Node, express.session as middleware does not set cookie

Question

this question is related to NodeJS + Express - Apply session middleware to some routes which I first thought would solve my problem. But it did not.

I'm trying to build a site where the first default-page show the user info about the site needing to use cookies and gives him the possibility to accept this. Therefore I do not want the server to send a set-cookie header until after the user has given their acceptance.

As in the solution to the question above I now try and insert the session as a middleware only to the routes that should have it. The problem is that doing so I never get any set-cookie header from the server. Checked this with Fiddler.

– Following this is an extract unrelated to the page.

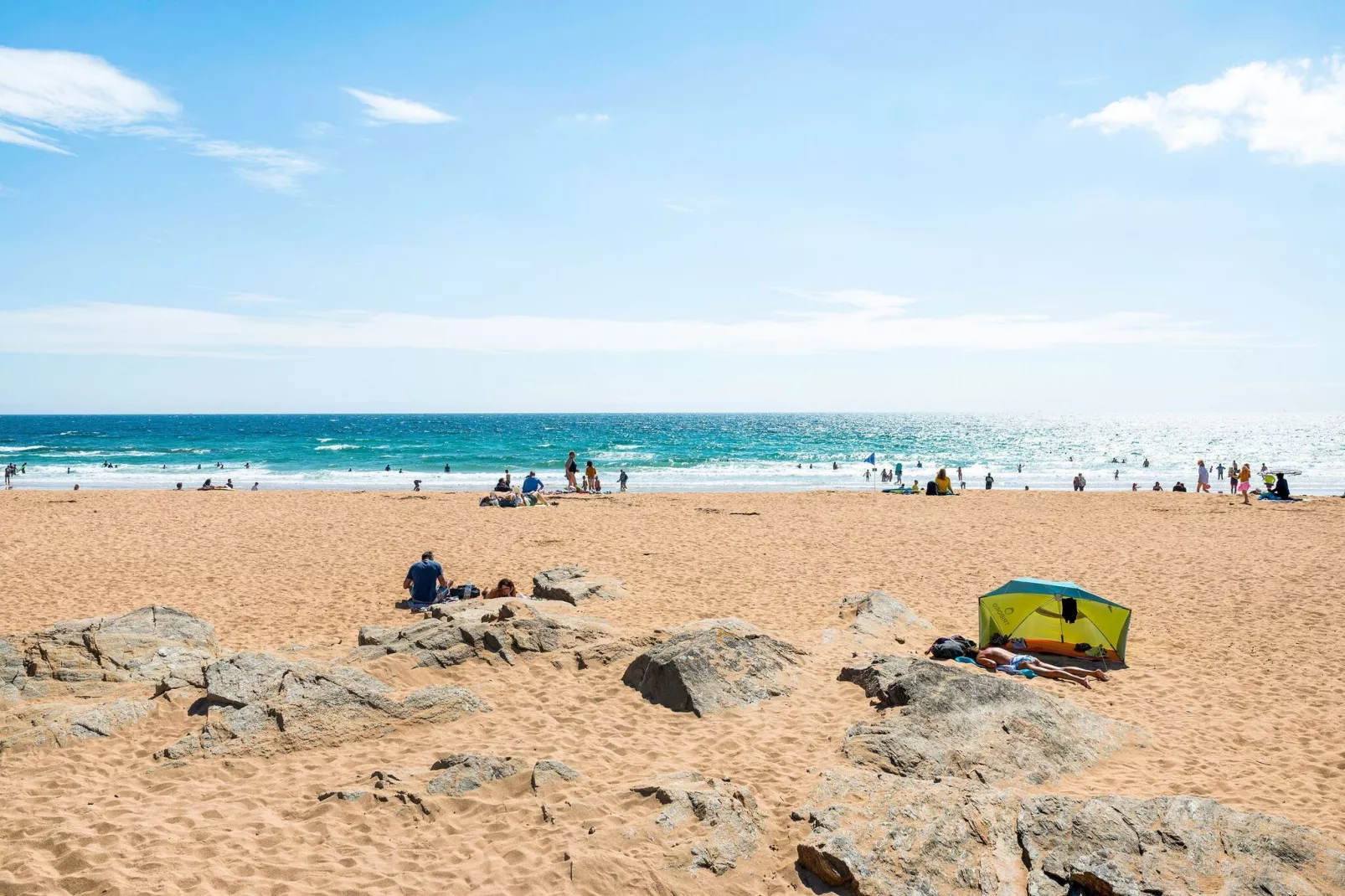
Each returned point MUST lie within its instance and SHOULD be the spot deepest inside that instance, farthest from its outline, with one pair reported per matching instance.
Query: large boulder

My code looks like this (only the relevant parts):

var express = require('express');
var app = express();
var session      = require('express-session');
var mongoose = require('mongoose');
var configDB = require('./config/database.js');
var mongoStore = require('connect-mongo')(session);

mongoose.connect(configDB.url);

var mongoSessionStore = new mongoStore({
    mongoose_connection: mongoose.connections[0]
});

.
.
.

var sessionMiddleware = session({
    secret: 'secret',
    store: mongoSessionStore,
    key:    'express.sessionID',
    cookie: {domain: 'the-domain', path: '/', httpOnly: true, secure: false, maxAge: null },
    saveUninitialized: false,
    resave: false   
});

require('./app/routes.js')(app, passport, sessionMiddleware);

And the routes looks like this, in seperate file:

module.exports = function(app, passport, sessionMiddleware) {

    app.get('/', loginIsLoggedIn, function(req, res) {
        res.render('cookie.ejs');
    });


    app.post('/', function(req, res) {
        if(req.body.cookieAnswer == "Accept"){
            res.redirect('/login');
        } else {
            res.render('cookie.ejs', {cookieMsg: req.body.cookieAnswer});
        }
    });

    app.get('/login', sessionMiddleware, loginIsLoggedIn, function(req, res) {
        res.render('login.ejs', {successMsg: res.locals.success_message, errorMsg: res.locals.error_message});
    });


    app.post('/login', sessionMiddleware, passport.authenticate('local-login', {
        successRedirect : '/auth',
        failureRedirect : '/login',
        failureFlash : true // allow flash messages
    }));

I hoped that when the sessionmiddleware is called the first time, when processing get 'login.ejs', that it would generate the set-cookie header in the response but there is something I'm missing here.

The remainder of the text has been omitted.